L'arbre du voyageur

La France attachant une importance toute particulière à son aura culturelle, nous disposons, à l’étranger, de fort avenantes infrastructures venant combler l’éventuel manque de nourritures spirituelles dans la langue de Molière.

A ce titre, le Centre culturel français de Pékin (gardons l’appellation en l’état même si manifestement il semble se nommer Institut Français de Chine) n’a rien à envier, ni au Goethe Institut, ni à l’Institut Cervantès qui lui fait quasiment face. L’endroit est plus que rutilant, idéalement situé à deux encablures du très expatrié quartier de Sanlitun. Médiathèque, café, bibliothèque, tout y est, et bien évidemment une librairie, poétiquement baptisée L’Arbre du Voyageur, bien achalandée, où le lecteur assidu ou non à toutes les chances de trouver son bonheur.

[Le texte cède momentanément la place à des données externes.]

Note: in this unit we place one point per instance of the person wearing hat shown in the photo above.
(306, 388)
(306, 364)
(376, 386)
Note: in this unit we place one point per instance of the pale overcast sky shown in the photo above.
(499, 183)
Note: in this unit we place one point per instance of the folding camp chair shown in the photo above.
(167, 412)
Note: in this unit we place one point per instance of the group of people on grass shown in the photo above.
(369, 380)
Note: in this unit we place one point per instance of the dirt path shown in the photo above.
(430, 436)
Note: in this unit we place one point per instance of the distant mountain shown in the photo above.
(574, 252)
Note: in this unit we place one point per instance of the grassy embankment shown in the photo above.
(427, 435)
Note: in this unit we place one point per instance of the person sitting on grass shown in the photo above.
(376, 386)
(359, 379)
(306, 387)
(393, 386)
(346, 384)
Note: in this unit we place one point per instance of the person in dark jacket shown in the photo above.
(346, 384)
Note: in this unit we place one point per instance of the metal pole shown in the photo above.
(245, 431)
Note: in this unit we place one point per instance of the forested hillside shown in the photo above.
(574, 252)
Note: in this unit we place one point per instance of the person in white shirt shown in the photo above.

Petit détail technique qui a son importance – une affolée s’y est laissée prendre la première fois -, il convient d’acquérir une carte de membre pour avoir le privilège d’acheter les ouvrages (divers et variés, et pas nécessairement exclusivement franco-français) qui se disputent la vedette sur les rayonnages. Rien de plus simple au demeurant, il suffit de renseigner les informations d’état civil d’usage pour se voir établir ladite carte de membre, puis de la créditer d’un montant forcément au moins égal au montant des livres que l’on souhaite acheter.

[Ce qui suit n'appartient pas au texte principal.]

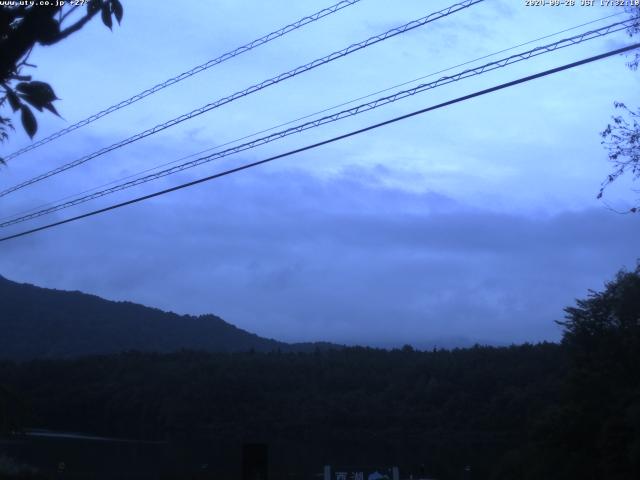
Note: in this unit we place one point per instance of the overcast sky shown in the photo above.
(478, 221)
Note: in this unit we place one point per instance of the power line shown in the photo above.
(575, 40)
(331, 140)
(259, 86)
(189, 73)
(304, 117)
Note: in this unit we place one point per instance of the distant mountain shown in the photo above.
(40, 322)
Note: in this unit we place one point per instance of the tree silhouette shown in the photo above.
(22, 27)
(622, 136)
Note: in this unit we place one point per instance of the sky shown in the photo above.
(473, 223)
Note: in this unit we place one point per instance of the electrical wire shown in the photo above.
(328, 141)
(257, 87)
(310, 115)
(575, 40)
(189, 73)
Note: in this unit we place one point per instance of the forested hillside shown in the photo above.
(39, 322)
(568, 411)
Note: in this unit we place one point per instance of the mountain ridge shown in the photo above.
(41, 322)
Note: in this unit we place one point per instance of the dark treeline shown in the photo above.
(528, 412)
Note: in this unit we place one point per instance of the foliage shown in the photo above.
(622, 137)
(25, 25)
(568, 411)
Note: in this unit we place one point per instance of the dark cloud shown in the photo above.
(347, 259)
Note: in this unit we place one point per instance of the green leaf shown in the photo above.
(40, 92)
(116, 8)
(106, 15)
(28, 121)
(14, 101)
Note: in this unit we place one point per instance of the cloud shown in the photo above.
(346, 258)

L’Arbre du Voyageur permet par ailleurs – avantage non négligeable – de commander les références qui pourraient ne pas se trouver en stock sur place. Mon interlocuteur, toujours merveilleusement réactif et disponible, m’épargna ainsi bien des tracas lorsque je mis en quête des premiers tomes de Petit Vampire de Joan Sfar que je souhaitais offrir pour sa fête à ma rebelle fleur préférée. Une anticipation de quelques quatre semaines est bien sûr requise, mais au vu du devis qui me fut proposé, je ne pus que constater que l’offre n’était pas déshonorante.

Une adresse, donc, à retenir sans conteste, également par ailleurs, même sans l’avoir testée (la disponibilité des Ayi ayant ses limites), pour sa programmation cinématographique particulièrement attrayante.